It is somewhat interesting that the most widely used "big" OS that doesn't use fork, i.e. Windows, has dog slow process creation...
I agree that there should be non-fork primitives, I'm just not that sure that performance is the best argument.
Because that OS best practices is to use threads.
Traditionally Windows applications that create processes all the time come from UNIX heritage.
Contrary to UNIX, Windows NT was designed with threads first mentality, from the get go.
While on UNIX they were added after fact, and to this day there are gotchas mixing posix threads with signals, fork and exec.

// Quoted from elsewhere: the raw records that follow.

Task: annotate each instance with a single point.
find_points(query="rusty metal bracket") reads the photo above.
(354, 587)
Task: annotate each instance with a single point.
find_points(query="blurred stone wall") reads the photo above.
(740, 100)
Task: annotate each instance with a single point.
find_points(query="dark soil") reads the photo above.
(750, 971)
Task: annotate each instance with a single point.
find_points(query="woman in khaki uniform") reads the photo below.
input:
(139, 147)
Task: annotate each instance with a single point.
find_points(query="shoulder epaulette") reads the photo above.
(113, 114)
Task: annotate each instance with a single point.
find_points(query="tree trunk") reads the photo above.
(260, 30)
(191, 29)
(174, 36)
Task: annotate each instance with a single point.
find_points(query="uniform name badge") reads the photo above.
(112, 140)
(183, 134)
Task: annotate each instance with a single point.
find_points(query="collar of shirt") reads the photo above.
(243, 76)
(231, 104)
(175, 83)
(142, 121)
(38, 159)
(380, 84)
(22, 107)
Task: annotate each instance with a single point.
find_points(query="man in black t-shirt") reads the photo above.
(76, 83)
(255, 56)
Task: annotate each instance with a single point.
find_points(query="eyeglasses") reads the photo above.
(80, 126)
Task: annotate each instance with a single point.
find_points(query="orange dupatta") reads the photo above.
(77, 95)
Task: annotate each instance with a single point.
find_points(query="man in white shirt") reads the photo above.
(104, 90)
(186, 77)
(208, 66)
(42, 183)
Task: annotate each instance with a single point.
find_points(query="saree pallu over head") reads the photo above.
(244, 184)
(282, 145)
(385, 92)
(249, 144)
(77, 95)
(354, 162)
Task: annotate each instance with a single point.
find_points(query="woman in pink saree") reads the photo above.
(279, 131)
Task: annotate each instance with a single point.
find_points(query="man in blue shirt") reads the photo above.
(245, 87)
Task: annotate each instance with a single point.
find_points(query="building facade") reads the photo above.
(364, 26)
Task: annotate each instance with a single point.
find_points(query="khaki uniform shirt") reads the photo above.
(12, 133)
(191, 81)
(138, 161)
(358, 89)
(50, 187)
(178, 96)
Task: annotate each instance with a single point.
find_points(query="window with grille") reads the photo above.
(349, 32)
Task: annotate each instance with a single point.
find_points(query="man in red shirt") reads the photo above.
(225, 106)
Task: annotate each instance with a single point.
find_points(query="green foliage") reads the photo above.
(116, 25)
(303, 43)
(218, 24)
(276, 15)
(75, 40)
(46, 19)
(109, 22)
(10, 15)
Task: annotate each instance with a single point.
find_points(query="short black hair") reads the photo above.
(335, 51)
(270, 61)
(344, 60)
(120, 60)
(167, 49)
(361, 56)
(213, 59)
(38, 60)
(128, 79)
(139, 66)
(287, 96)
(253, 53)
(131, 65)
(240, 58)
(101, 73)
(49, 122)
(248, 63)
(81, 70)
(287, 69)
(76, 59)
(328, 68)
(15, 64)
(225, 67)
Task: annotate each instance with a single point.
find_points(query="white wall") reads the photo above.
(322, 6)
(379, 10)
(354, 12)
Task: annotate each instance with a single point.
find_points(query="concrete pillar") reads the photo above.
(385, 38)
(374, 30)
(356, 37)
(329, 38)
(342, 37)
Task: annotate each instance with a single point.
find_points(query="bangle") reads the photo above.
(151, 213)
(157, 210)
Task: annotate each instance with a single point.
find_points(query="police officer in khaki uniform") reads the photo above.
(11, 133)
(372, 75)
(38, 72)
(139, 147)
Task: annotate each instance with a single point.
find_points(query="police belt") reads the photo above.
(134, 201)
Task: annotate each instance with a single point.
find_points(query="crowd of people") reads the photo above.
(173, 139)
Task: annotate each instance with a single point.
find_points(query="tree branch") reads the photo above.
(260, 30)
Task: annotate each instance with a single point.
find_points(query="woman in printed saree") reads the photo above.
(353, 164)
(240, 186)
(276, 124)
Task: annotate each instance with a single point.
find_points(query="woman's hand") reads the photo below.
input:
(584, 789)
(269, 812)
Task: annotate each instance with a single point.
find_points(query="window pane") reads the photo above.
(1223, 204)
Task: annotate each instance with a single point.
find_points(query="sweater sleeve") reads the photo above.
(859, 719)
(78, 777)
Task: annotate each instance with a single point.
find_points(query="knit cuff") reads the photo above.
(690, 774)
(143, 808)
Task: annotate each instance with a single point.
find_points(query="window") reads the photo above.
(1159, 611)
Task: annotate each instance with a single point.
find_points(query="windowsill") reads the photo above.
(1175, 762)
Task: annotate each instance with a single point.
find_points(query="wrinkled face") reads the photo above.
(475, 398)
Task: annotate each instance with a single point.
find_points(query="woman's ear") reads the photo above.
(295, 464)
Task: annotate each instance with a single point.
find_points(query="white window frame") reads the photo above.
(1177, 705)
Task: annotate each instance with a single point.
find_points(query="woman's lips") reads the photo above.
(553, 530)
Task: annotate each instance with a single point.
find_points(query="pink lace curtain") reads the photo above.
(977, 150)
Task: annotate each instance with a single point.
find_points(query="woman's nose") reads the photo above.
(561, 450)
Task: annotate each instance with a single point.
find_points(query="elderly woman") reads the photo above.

I suspect it's a long tail sort of thing; it mostly doesn't matter except when it really matters. It's interesting that the stated motivation for the patch is in the context of agentic tools spawning subcommands. There's some related prior art in this area where the payoffs could be much greater, like fuzzing: https://gts3.org/assets/papers/2017/xu:os-fuzz.pdf is an example. It would be very interesting to see this patch applied to e.g. AFL++
That's not the reason for the performance difference. Windows does have a fork primitive (ZwCreateProcess) and it's still slower than Linux's equivalent.
The problem with fork isn't really that it's slow. The problem is that if you want it to be not-slow, it locks you into a bunch of OS design decisions: you more or less need a memory subsystem where all writable pages are refcounted and copy-on-write when the refcount is bigger than 1, and you need overcommit.
Now these decisions aren't objectively bad, but they have significant trade-offs and it's probably not a good idea that they're forced simply because we use fork()+exec() for process creation.